Polish Prime Minister Mateusz Morawiecki, in an opinion piece published on the Financial Times website on Wednesday, spoke against cuts to the European Union budget, arguing that they could weaken Europe.

"Discussion of the next EU budget is one of the biggest and most contentious issues currently faced by the bloc. Negotiating a budget deal is not a purely arithmetical exercise. Rather, it must be a translation of political priorities into a financial framework," Morawiecki wrote.

According to the Polish prime minister, the current budget size, set at 1.16 percent of the EU's gross national income, should be a starting point for the negotiations of the 2021-2027 budget since "it is clear that lowering spending would mean weakening the European project."

The EU budget is closely linked to the functioning of the single market as data indicate that there exists a significant relationship between gross contributions of EU member states and the benefits they get from the single market, noted the PM.

"This means that focusing on net balances (whether countries pay in more than they receive) when considering the EU budget is misleading, as it does not reflect the true benefits and costs of integration," the PM wrote.

He gave the example of the Visegrad Group (V4) countries, comprising the Czech Republic, Hungary, Poland and Slovakia, which in 2010-2016 received net funds from the EU that constituted between 1.5 and 4 percent of their GDP. However, the outflow of dividends and property incomes from V4 to investors located in 15 countries of the so-called 'old' EU reached between 4 and 8 percent of the V4 countries' GDP in the same period.

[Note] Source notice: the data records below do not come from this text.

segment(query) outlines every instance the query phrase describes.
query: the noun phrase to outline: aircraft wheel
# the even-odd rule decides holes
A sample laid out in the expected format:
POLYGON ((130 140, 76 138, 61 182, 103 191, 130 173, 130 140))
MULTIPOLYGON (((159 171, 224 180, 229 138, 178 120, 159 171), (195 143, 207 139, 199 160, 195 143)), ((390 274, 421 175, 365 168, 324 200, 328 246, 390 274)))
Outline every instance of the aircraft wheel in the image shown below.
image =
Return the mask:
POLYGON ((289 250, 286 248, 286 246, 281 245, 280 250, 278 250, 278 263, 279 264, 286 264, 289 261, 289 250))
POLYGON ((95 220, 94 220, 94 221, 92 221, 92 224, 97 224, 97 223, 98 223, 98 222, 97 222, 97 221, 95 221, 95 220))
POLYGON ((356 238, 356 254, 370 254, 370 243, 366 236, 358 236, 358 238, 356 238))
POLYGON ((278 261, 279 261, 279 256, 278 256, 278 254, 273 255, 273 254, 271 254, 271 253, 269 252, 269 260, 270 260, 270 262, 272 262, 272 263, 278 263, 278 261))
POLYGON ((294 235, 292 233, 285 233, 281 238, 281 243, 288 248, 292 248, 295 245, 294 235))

"The single market lifted trade barriers and opened access to central and eastern European markets," Morawiecki wrote.

"We need to communicate the benefits of economic integration better. Emphasising net balances threatens to exacerbate anti-EU sentiment in some northern European member states," he added.

"We should also show how cohesion policy benefits net contributors to the budget. The implementation of the 2007 to 2013 cohesion policy in the Visegrad countries was worth €96bn in increased exports, and direct capital benefits to the EU15, including €23bn for the 'frugal four' of Austria, Denmark, the Netherlands and Sweden," Morawiecki went on to say.

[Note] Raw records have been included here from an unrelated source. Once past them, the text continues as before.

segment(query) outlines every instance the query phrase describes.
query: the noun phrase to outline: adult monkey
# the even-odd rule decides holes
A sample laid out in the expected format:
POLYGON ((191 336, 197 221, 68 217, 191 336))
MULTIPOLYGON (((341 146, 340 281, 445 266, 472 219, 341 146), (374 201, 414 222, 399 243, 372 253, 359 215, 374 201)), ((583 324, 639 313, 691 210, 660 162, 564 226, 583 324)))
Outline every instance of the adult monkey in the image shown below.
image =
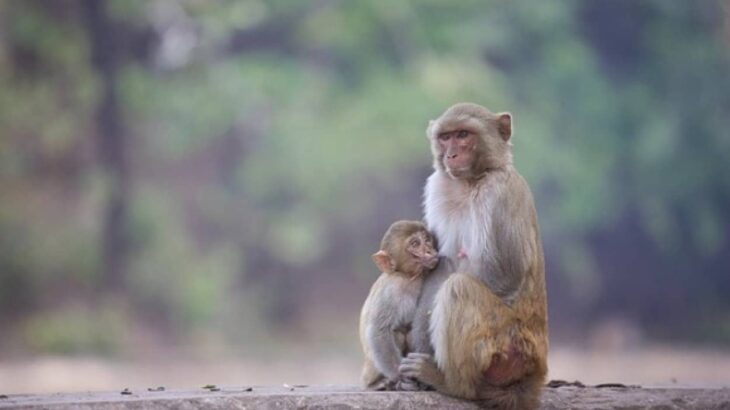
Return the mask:
POLYGON ((414 353, 399 371, 449 395, 536 408, 547 374, 545 266, 532 194, 512 164, 512 117, 459 103, 426 133, 435 172, 425 219, 445 260, 426 278, 414 353))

The Polish head of state argued that the EU budget should not be perceived as a financial burden but rather as an investment tool that helps stabilise investment in times of crisis.

Morawiecki further argued that the costs of Brexit for the EU should be "more equitably distributed." "Deep cuts to both the cohesion policy and the Common Agricultural Policy (CAP), for instance, cannot be justified. The burden of such cuts falls disproportionately on poorer countries in eastern Europe," he writes.

The EU's agriculture policy should adhere to the "equal pay for equal work" principle so that direct subsidies for farmers should be ultimately equal across the EU, especially given the planned transition to a low-carbon economy, according to Morawiecki.

"Any changes to the financing of the EU budget must not result in higher burdens on citizens in the less developed countries. On the contrary, the focus should fall on sectors that benefit the most from the single market. Attention should therefore be given to the following proposals: a financial transactions tax; a digital tax; a single market levy; and an aviation fee (which is also progressive)," he wrote.

Improved VAT tax collection could also help to finance the EU's ambitious budget, and Poland could serve as an example of how to become successful in this area, he added.

"We should be more ambitious about the size of the next MFF (multiannual financial framework - PAP) in order to address a range of priorities. A strong, safe and prosperous Europe requires proper financing. We simply cannot afford to spend less," the prime minister concluded.